Of those admitted to Harvard’s new freshman class, about 12 percent are Latino, 16 percent African-American and a record-high 23 percent Asian-American, according to the Cambridge, Massachusetts, college. The plaintiffs say the Asian percentage should be at least 40 percent. Asian-Americans make up about 5.6 percent of the U.S. population.

“Harvard’s brazenness is astonishing,” SFFA said in an Oct. 1 statement to Judge Burroughs, who issued a temporary restraining order against Trump’s travel ban last year and previously worked as a federal prosecutor handling drug-trafficking and organized crime. What the college “will not admit -- but what the record shows -- is that race is not only an important factor, it is the dominant consideration in admitting Hispanics and African-Americans,” it said. “An Asian-American applicant with a 25 percent chance of admission would have a 35 percent chance if he were white, a 75 percent chance if he were Hispanic and a 95 percent chance if he were African-American.”

Ivy Coalition
The Asian American Coalition for Education, which says it represents 156 Asian-American groups, has thrown its support behind the suit. Siding with Harvard -- the nation’s oldest and richest university, with an endowment of $39.2 billion through June 30 -- are the seven other members of the Ivy League, along with the NAACP and the ACLU. The Ivies, in turn, have joined nine other schools, including Duke, Johns Hopkins and MIT, in asking that Supreme Court precedents allowing race as one factor -- in both Grutter v. Bollinger in 2003 and Fisher v. University of Texas in 2013 and 2016 -- be upheld.

Some see the case as a cynical vehicle for Blum to provoke a high court review that might end affirmative action at college altogether. Blum and his group twice took the Fisher case to the Supreme Court and lost both times, noted Boddie, of Rutgers. Now, she said, “they think with Justice Kavanaugh as the fifth vote they will overturn affirmative action.”

The lawsuit “poses a fundamental threat to opportunity for millions of young people seeking higher education,” said Vanita Gupta, president and CEO of the Leadership Conference on Civil and Human Rights and former head of the Justice Department’s Civil Rights Division under Obama. “The United States is becoming increasingly diverse, and universities and colleges should reflect that and have the freedom to create diverse campus communities.” She called Blum’s efforts “a mean-spirited attempt to eliminate any laws and policies that seek to address our nation’s legacy of racial discrimination.”

Others see it as a long-awaited chance to stop the abuse of race-conscious admissions.

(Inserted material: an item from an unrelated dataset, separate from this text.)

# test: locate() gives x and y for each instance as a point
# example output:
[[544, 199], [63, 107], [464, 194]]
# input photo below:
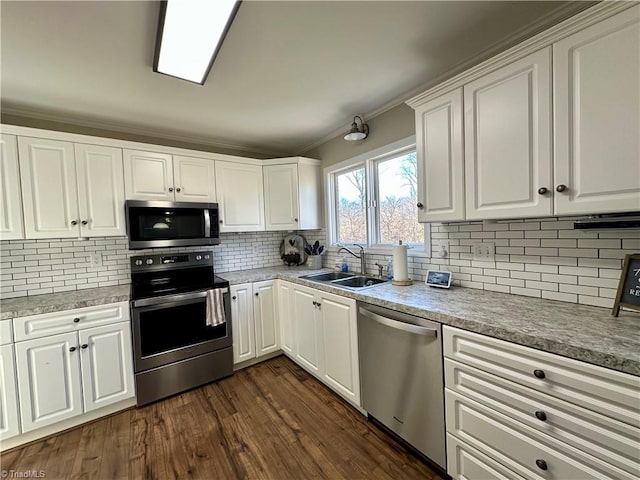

“My hope is that eventually in this case, or some other case, the Supreme Court will reconsider its decision to leave the door ajar for universities to consider race and ethnicity in admission,” said Roger Clegg, president and general counsel for the Center for Equal Opportunity, a Falls Church, Virginia, group opposed to racial preferences. He said colleges have shown “that if you allow them to use race at all, they’re going to weigh it in a very heavy, mechanical and unfair way.”

Kindness and Grit
Harvard, which admits only about 2,000 applicants a year, says it could fill each incoming class many times over with kids with perfect numbers. For the Class of 2022, it says, it got a record 42,749 applicants, of whom more than 8,000 domestic applicants had perfect grade point averages, more than 3,400 pristine SAT math scores and more than 2,700 impeccable verbal scores.

But it’s after more than that, the school says -- a varied student body of future leaders who have demonstrated values such as kindness, creativity and grit.

Thang Diep, 21, a neurobiology major from Los Angeles, is a Vietnamese-American who came to the U.S. as a refugee when he was 8 and wrote about it in his application essay. He is among eight current or former Harvard students who plan to testify for the college at the trial. If race-conscious admissions were struck down altogether, as the lawsuit asks, his experience might be excluded from consideration.